We are still in the midst of this change, but we will continue to make language models more efficient, leading to much more compact yet high-quality models. We will consequently witness very reliable forms of conversational agents everywhere. Future models will be your assistants for web navigation, accomplishing various mundane web-based tasks we do ourselves these days.

The same set of technologies is also starting to make its way to the physical world. Current models, such as ChatGPT, don’t perceive their environment. For example, they can’t see where my phone is or how tired I am. Soon we will see ChatGPT with eyes. These models will use different modalities of data (text, visual, auditory, etc.), which are necessary for them to serve us daily.

This will lead to self-supervised robots based on the data of their physical environments, including physical objects, humans, and their interactions. The impacts here will be enormous. In less than 10 years, any physical appliance we use daily—car, fridge, washer, etc.—will become conversational agents you will talk to. We will also see robots that are incredibly robust in solving problems that are impossible today. Imagine being about to speak with your Roomba about things you wanted to do or not do the way you converse with ChatGPT.

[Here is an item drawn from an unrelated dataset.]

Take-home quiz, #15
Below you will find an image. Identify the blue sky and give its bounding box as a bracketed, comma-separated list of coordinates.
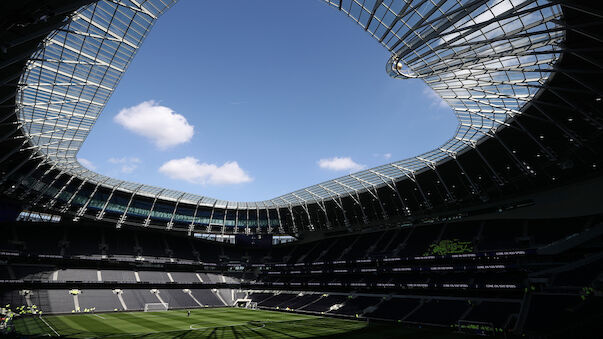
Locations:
[78, 0, 456, 201]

It is also essential not to lose sight of how these technologies will change things on a societal level. The future multimodal models—ChatGPTs with eyes and ears—will be everywhere and will impact everything, including public safety. But now comes the concern: In a society where we are constantly watched by AI models that have eyes and ears and continually get better the more they tend, what will our freedom and privacy look like? That sounds like a dystopian society described by the famous novel 1984. Like any other technology, self-supervised models are double-edged swords. The best we can do now is to stay vigilant, foreseeing and debating such issues before the applications rise. Ideally, we need to develop frameworks that ensure our freedom and equity by extrapolating from examples such as ChatGPT to its future extensions. I am optimistic that we will.